Research on Code Optimization Explores Multicore Computing, Wins Best Paper Award
April 18, 2008
A research paper exploring ways to make a popular scientific analysis code run smoothly on different types of multicore computers won a Best Paper Award at the 2008 IEEE International Parallel and Distributed Processing Symposium (IPDPS) this month.
The paper’s lead author and CRD researcher, Samuel Williams, and his collaborators chose the lattice Bolzmann code to explore a broader issue: how to make best use of multicore supercomputers. The multicore trend started recently, and the computing industry is expected to add more cores per chip to boost performance in the future. The paper described how the researchers developed a code generator that could efficiently and productively optimize a lattice Bolzmann code to deliver better performance on a new breed of supercomputers built with multicore processors.
The multicore trend is taking flight without an equally concerted effort by software developers. “The computing revolution towards massive on-chip parallelism is moving forward with relatively little concrete evidence on how to best to use these technologies for real applications,” Williams wrote in the paper.
The researchers settled on the lattice Bolzmann code used to model turbulence in magnetohydrodynamics simulations that play a key role in areas of physics research, from star formation to magnetic fusion devices. The code, LBMHD, typically performs poorly on traditional multicore machines.
The optimization research resulted in a great improvement to the code performance — substantially higher than any published to date. The researchers also gained insight into building effective multicore applications, compilers and other tools.
The paper, “Lattice Boltzmann Simulation Optimization on Leading Multicore Platforms,” won the Best Paper Award in the application track. Jonathan Carter of NERSC, Lenny Oliker of CRD, John Shalf of NERSC and Kathy Yelick of NERSC co-authored the paper. The researchers presented their paper at the IPDPS in Miami. Yelick, who is NERSC Director, also was a keynote speaker at the symposium.
Oliker, Carter and Shalf also authored a paper that won the same award last year. The paper, “Scientific Application Performance on Candidate PetaScale Platforms,” was co-authored by CRD researchers Andrew Canning, Costin Iancu, Michael Lijewski, Shoaib Kamil, Hongzhang Shan and Erich Strohmaier. Stephane Ethier from the Princeton Plasma Physics Laboratory and Tom Goodale from Louisiana State University also contributed to the work.
In their more recent work on LBMHD, the researchers determined how well the code runs on processors used to build computers today: Intel’s quad-core Clovertown, Advanced Micro Devices’ dual-core Opteron X2, Sun Microsystems’ eight-core Niagra2, and the eight-core STI Cell blade (designed by Sony, Toshiba and IBM). They also looked at Intel’s single-core Itanium2 to compare its more complex single core design with other simpler multicores.

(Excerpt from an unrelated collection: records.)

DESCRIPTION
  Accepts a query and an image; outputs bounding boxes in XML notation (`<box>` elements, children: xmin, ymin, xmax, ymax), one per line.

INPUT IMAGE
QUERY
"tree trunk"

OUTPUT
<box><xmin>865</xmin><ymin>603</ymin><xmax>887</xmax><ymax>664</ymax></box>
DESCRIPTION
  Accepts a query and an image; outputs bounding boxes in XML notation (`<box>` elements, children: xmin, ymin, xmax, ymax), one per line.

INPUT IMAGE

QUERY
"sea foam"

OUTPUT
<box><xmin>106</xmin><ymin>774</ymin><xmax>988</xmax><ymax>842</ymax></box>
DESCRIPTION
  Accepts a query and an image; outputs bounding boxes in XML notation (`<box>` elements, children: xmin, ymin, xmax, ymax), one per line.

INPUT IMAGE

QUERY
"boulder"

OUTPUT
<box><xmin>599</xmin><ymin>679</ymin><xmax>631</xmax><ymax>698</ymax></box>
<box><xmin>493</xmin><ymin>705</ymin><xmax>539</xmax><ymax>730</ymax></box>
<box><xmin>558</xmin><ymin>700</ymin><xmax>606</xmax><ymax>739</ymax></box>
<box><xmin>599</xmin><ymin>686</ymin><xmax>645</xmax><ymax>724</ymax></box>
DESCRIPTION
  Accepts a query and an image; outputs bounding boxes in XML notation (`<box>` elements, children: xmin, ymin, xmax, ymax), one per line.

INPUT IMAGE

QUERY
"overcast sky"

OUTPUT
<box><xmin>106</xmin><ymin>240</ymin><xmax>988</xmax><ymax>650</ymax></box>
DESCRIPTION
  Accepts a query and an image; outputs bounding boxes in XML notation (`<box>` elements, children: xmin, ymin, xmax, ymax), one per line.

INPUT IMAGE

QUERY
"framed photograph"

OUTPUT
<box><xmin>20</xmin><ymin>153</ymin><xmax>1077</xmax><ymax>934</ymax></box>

The researchers first looked at why the original LBMHD performs poorly on these multicore systems. Williams and his fellow researchers found that, contrary to conventional wisdom, memory bus bandwidth didn’t present the biggest obstacle. Instead, lack of resources for mapping virtual memory pages, insufficient cache bandwidth, high memory latency, and/or poor functional unit scheduling did more to hamper the code’s performance, Williams said.
The researchers created a code generator abstraction for LBMHD in order to optimize it for different multicore architectures. The optimization efforts included loop restructuring, code reordering, software prefetching, and explicit SIMDization. The researchers characterized their effort as akin to the “auto-tuning methodology exemplified by libraries like ATLAS and OSKI.”
The results showed a wide range of performance results on different processors and pointed to bottlenecks in the hardware that prevented the code from running well. The optimization efforts also resulted in a huge gain in performance — the speed of the optimized code ran up to 14 times faster than the original version. It also achieved sustained performance for this code that is higher than any published to date: over 50 percent of peak flops on two of the processor architectures.
Compared with other processors, the Cell processor provided the highest raw performance and power efficiency for LBMHD. The processor’s design calls for a direct software control of the data movement between on-chip and main memory resulting in the impressive performance. Overall, the researchers concluded, processor designs that focused on high throughput using sustainable memory bandwidth and a large number of simple cores perform better than processors with complex cores that emphasized sequential performance.
They also concluded that auto-tuning would be an important tool for ensuring that numerical simulation codes will perform well on future multicore computers.